The project is funded by the French Development Agency (‘AFD’) via their Pacific Funds, ‘la Direction des Ressources Marines’ of French Polynesia, and the French Embassy in New Zealand.
The project is coordinated by Dr Philippe Gerbeaux (Swamp Fever Consulting, Christchurch) and Professor Philippe Keith (MNHN, BOREA Unit/FIS, Paris).
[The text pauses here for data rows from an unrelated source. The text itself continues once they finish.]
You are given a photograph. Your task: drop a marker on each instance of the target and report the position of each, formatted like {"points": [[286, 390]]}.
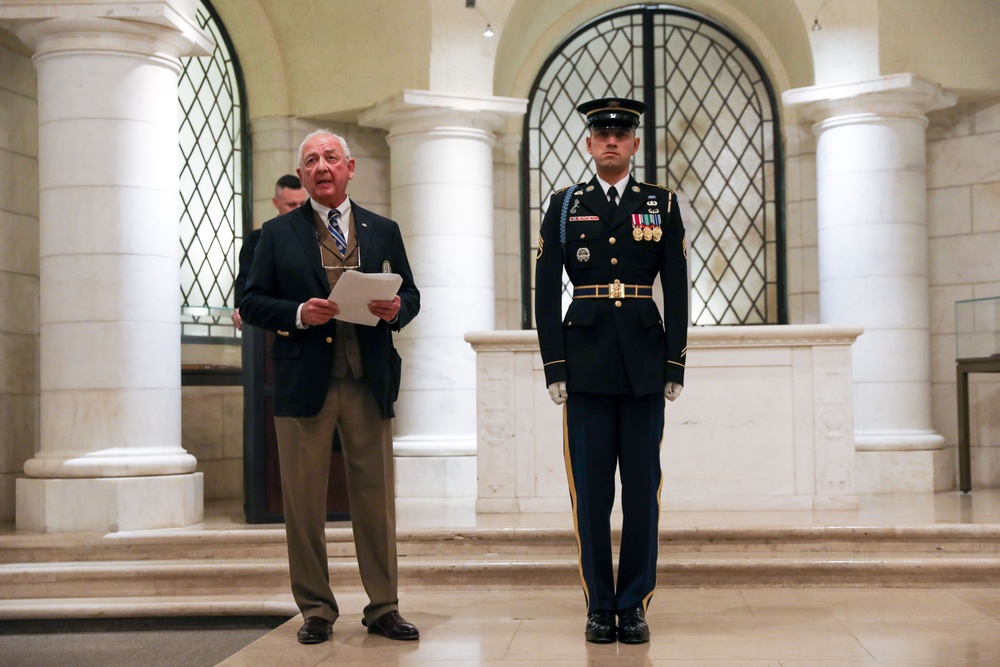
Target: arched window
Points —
{"points": [[710, 133], [214, 183]]}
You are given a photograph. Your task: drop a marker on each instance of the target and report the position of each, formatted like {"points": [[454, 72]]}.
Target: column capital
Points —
{"points": [[113, 25], [894, 95], [423, 110]]}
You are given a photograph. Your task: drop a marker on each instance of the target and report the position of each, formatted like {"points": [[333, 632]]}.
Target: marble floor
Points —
{"points": [[758, 627], [709, 627]]}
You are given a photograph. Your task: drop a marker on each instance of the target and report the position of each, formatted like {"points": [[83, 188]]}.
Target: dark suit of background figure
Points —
{"points": [[245, 260], [287, 271], [616, 356]]}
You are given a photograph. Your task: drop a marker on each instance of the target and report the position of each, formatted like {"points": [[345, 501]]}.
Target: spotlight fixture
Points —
{"points": [[816, 27], [488, 32]]}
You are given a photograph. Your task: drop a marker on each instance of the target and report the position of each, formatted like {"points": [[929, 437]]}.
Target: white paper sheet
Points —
{"points": [[355, 290]]}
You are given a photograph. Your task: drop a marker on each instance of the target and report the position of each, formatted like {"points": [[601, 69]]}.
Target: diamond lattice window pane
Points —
{"points": [[211, 184]]}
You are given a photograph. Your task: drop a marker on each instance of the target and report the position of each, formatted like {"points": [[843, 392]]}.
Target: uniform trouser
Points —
{"points": [[603, 431], [304, 448]]}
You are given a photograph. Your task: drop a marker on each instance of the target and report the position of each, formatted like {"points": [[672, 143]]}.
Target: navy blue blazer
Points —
{"points": [[287, 271]]}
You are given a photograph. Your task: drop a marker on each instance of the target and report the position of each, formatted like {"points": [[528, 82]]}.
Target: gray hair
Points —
{"points": [[316, 133]]}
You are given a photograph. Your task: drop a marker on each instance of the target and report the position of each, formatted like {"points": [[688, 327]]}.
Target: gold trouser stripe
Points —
{"points": [[645, 601], [572, 497]]}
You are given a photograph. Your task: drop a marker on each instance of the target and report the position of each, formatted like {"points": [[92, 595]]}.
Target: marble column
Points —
{"points": [[871, 211], [441, 165], [110, 454]]}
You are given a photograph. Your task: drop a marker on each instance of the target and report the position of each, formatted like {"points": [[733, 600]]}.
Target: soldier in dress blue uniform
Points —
{"points": [[613, 359]]}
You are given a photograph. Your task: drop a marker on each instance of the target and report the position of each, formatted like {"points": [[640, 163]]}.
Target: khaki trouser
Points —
{"points": [[304, 447]]}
More information about the project here.
This project fulfills one of our goals of improving and disseminating knowledge on biodiversity in the Pacific Islands, whilst fostering scientific collaboration between key research and management agencies in Oceania.
Project Lead
Philippe Gerbeaux, Senior Freshwater Biologist
Qualifications
- PhD (Ecology and Resource Management). Lincoln University and University of Canterbury, New Zealand, 1989
- Diplôme d’Etudes Approfondies (Ecology, Ethology and Planning), Université de Toulouse, France, 1982
Role at New Zealand Department of Conservation (DOC) 1995-2022
Philippe was a senior technical advisor in DOC’s Biodiversity Group, in the Aquatic Unit. He retired from his position in May 2022. His key areas of expertise include:
- Wetland ecology and management; Ecosystem classification (wetlands and other aquatic ecosystems, including coastal) ; Periphyton ecology Assessment of ecological significance, prioritisation, drivers of change, ecosystem services
- Ecology and management of freshwater species (fish and crustaceans) of Oceania
Philippe has been a key member of central government programmes to effectively protect, manage and monitor New Zealand wetlands. He has served on technical advisory groups, science advisory panels and was the Oceania representative on the Science and Technical Review Panel of the Ramsar Convention for two terms. He chaired the steering committee for the organisation of the 11th INTECOL Wetlands Conference held in Christchurch in October 2021. He also played a central role in setting up the IUCN Regional Office for Oceania in Suva, Fiji where between 2006 and 2009, he was seconded as Chief Technical Advisor. Since 1983, he has been involved in surveys of freshwater fauna throughout the Pacific Islands on a regular basis in collaboration with the Paris-based, French National Natural History Museum.
Before joining the Department of Conservation in 1995, Philippe has worked for DSIR Hydrology Centre and NIWA (as a periphyton ecologist). He is or has been a member of several professional organisation, including the New Zealand Freshwater Sciences Society, the French Ichtyological Society, Society of Wetland Scientists.